- Doymuş, açlığı gitmiş; aç karşıtı: Aç, doymam; tok, acıkmam sanır. (atasözü) Tok olan cümle cihanı tok sanır / Aç olan âlemde ekmek yok sanır (Sebayi)
- (Kumaşlar için) Sık ve kalın dokunmuş: Çuha, çözgü ve atkısı yün yapağından eğirilmiş, iplikten havlı, düz renkli, sade ve tok kumaştır. (B. Oğuz)
- (Ses için) Kalın ve gür: Ağa, tok bir sesle bağırdı: "Hadi yoluyuz açık ola." (B. Yıldız)

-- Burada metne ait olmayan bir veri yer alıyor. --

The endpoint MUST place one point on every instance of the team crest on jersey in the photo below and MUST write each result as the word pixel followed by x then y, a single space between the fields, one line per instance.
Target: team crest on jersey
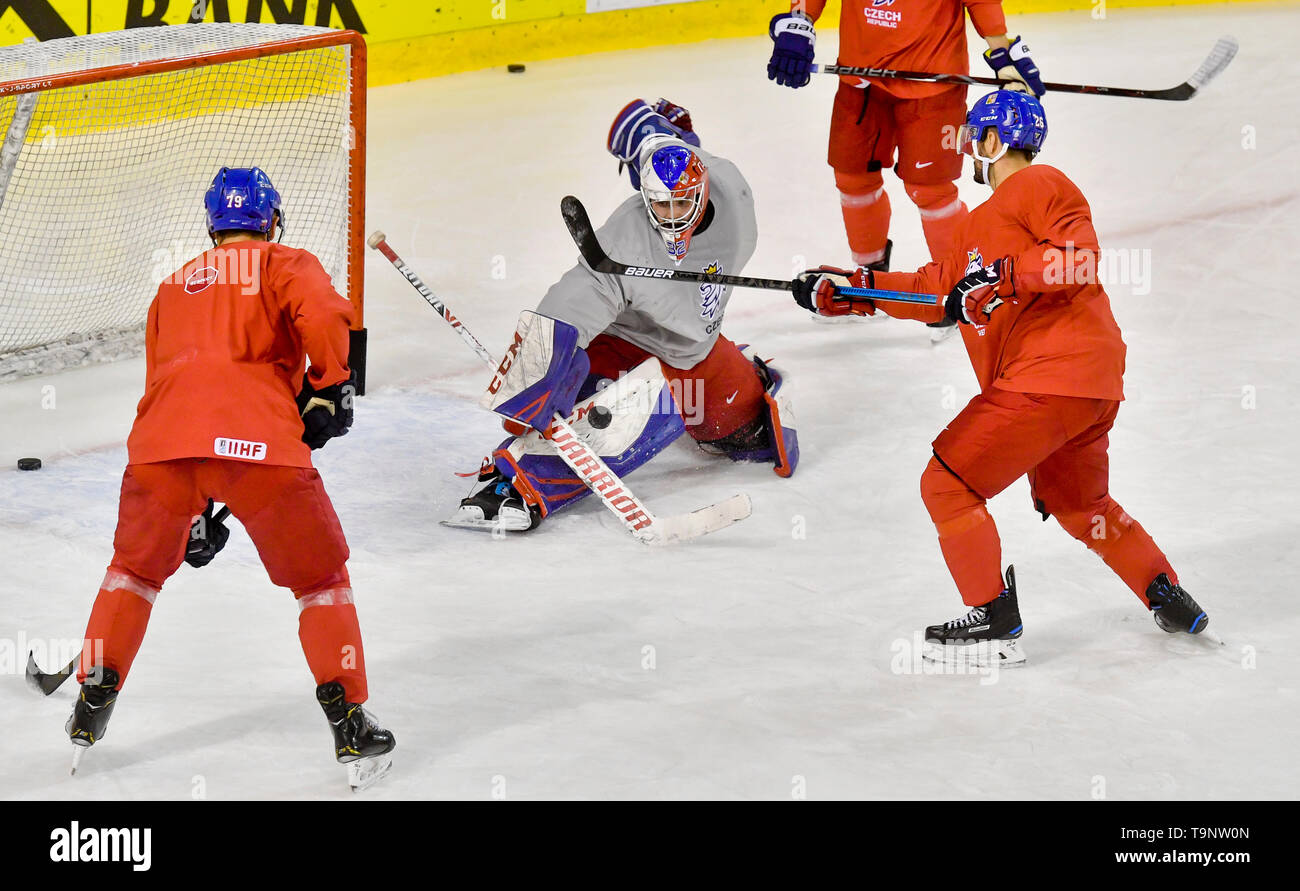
pixel 711 295
pixel 880 14
pixel 200 280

Tok ile ilgili birleşik kelime ve fiiller
- Tokgözlü: Gözü malda olmayan, gözü tok: açgözlü karşıtı: Alnının teriyle kazandığı ile yetinen, ay sonunu getirebilmişse kendini mutlu sayan, hiç kimsenin kazancıyla, malıyla, mülküyle ilgilenmeyen nadir tokgözlü insanlardan biriydi Cevdet Kudret. (Varlık)
- Tok karnına: Henüz yemek yemişken: Şöyle tok karnına kahveye ilişiverirdi. (Füruzan)
- Tok sözlü: Hatır ve gönül dinlemeden, hiçbir şeyden çekinmeden konuşan: Hile-hurda bilmezler, tok sözlü, sözlerinin eridirler. (E. Sarı)
- Tok tutmak: Açlığı uzun süre giderme ya da doyurma özelliği olmak, acıktırmamak: Zeytinyağı; vücudu besler, tok tutar. (İ. Sarı)
Tok ile ilgili deyimler ve anlamları
İçinde "tok" kelimesi geçen deyimler ve açıklamaları:
- Tok evin aç kedisi: (deyiminin anlamı) İhtiyacı olmadığı halde açgözlülük eden: Komşudan biraz ekmek istesem ayıp olur mu? Olur ya! Annem kıyameti koparır, "Tok evin aç kedisi!" diye. (M. Koç)
Tok ile ilgili atasözleri ve anlamları
İçinde "tok" sözcüğü geçen atasözleri ve açıklamaları:
- Tok açın halinden anlamaz (bilmez, ne bilir) (Var ne bilsin, yok halinden): Varlıklı olanlar, yoksulların nasıl geçim sıkıntısı çektiklerini kavrayamazlar.
- Tok ağırlaması güç olur: Karnı tok olanlara yemek beğendirmek kolay değildir.
- Tok iken yemek yiyen, mezarını dişiyle kazar: Tok karnına yemek yemek, ömrü kısaltır.